A: What are (any two): frequent medication errors or wastage, volunteering to give narcotics for others, discrepancies in narcotic counts, deterioration in job performance, unexplained absences, mood/behaviour changes, or wearing long sleeves to hide marks?
Q: Giddens emphasizes that nursing care for people with substance use and addiction should be guided by this non‑judgmental, respectful approach focused on preserving dignity.
A: What is a trauma‑informed, person‑centred (or non‑stigmatizing) approach?
Q: Name two key nursing assessments before administering opioids for pain, as highlighted in Lilley’s Pharmacology.
A: What are (any two): respiratory rate and quality, level of consciousness/sedation, pain intensity and location, blood pressure, pulse, and history of opioid use?
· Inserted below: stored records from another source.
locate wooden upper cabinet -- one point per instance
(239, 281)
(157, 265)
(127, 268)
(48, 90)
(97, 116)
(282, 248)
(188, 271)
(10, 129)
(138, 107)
Q: Name two elements of a harm reduction‑oriented nursing approach to OUD from the Meta‑PHI or Varcarolis material.
A: What are (any two): non‑judgmental communication, offering naloxone kits, discussing safer use, linking to OAT (buprenorphine or methadone), monitoring withdrawal, involving peers/supports, or helping with housing/psychosocial needs?
Q: List two examples of “monitored drugs” in Nova Scotia’s Prescription Drug Monitoring Program.
A: What are (any two): opioids (e.g., morphine, oxycodone, hydromorphone), benzodiazepines, Z‑drugs (e.g., zopiclone), stimulants (e.g., methylphenidate), or other controlled substances?
Q: The NSCN guideline and Varcarolis both emphasize that organizational responses to nurses with substance use issues should aim for this dual focus.
A: What is protecting patient safety and supporting the nurse’s recovery (or rehabilitation)?